Reporters, photographers and editors are reminded that participants in the 5 p.m. graduation are juveniles and the program is a Youth Court proceeding. Because of the confidentiality required by law in Mississippi Youth Court matters, members of the media are asked to refrain from publishing or broadcasting any information or photographs which would in any way identify any juvenile participant or family member in the Juvenile Drug Court.
Huddleston is regarded as a pioneer in drug courts and other alternative sentencing strategies. He serves as an advisor or consultant to the U.S. Department of Justice, U.S. Department of Transportation, U.S. Department of Health and Human Services, Drug Enforcement Administration, White House Office of National Drug Control Policy, United Nations Office of Drugs and Crime, the Organization of American States, and as a faculty member of the National Judicial College.
Huddleston is the architect of the “All Rise” national campaign for drug courts. Huddleston was inspired by a Hinds County, Mississippi bailiff’s booming command to the audience, “all rise,” at the start of a December 2008 Drug Court program. Huddleston turned the traditional court opening words into the mantra for the Drug Court mission in communities nationwide:
“Whenever one person rises out of addiction and crime, we all rise. When a child is reunited with clean and sober parents, we all rise. When the intergenerational cycle of drug addiction in a family is broken and healing begins, we all rise. Whether the charge is driving while impaired, theft, burglary or any number of other addiction-driven offenses, we all rise when a Drug Court guides the offender past the chaos and wreckage and toward recovery.”
Huddleston, a Memphis native, began his career as a licensed clinician working with misdemeanor and felony offenders. He worked in the Tennessee and Oklahoma justice systems to develop, implement and operate in-custody and community mental health and substance abuse treatment programs. He served as the director of two community corrections programs and as the interim director of a 125-bed pre-release correctional center. He was involved in creating the first two drug courts in the state of Oklahoma.
NADCP is a non-profit organization which provides training, technical assistance and support for drug court professionals; collects and disseminates information about drug court programs nationwide; and advocates for the establishment, growth and funding of drug courts. NADCP represents 27,000 professionals working in more than 2,500 drug courts located across the nation.
Mississippi currently has 43 drug courts.
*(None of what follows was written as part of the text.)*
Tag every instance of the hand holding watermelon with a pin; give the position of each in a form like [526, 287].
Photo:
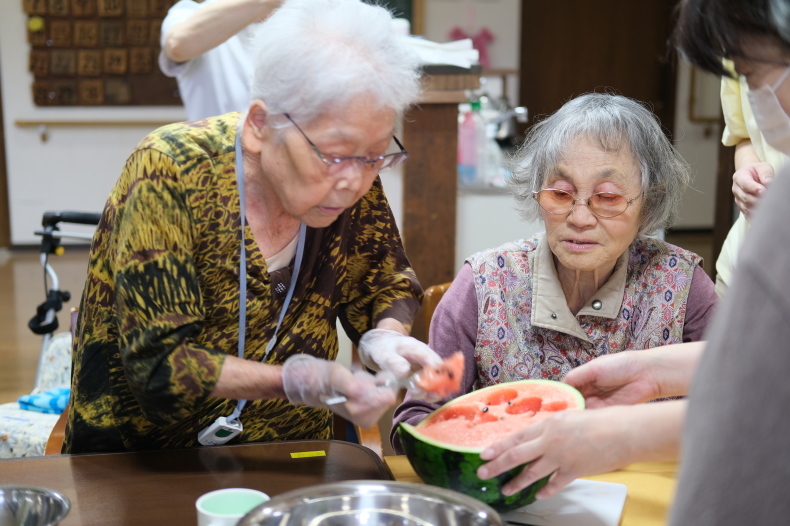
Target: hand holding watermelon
[573, 444]
[633, 377]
About 3,300 people are enrolled in drug courts statewide.
Drug courts seek to rehabilitate drug-using offenders through drug treatment and intense supervision with drug testing and frequent court appearances. Drug courts offer the incentive of a chance to remain out of jail and be employed, and the sanction of a jail sentence if participants fail to remain drug-free and in compliance with all program requirements.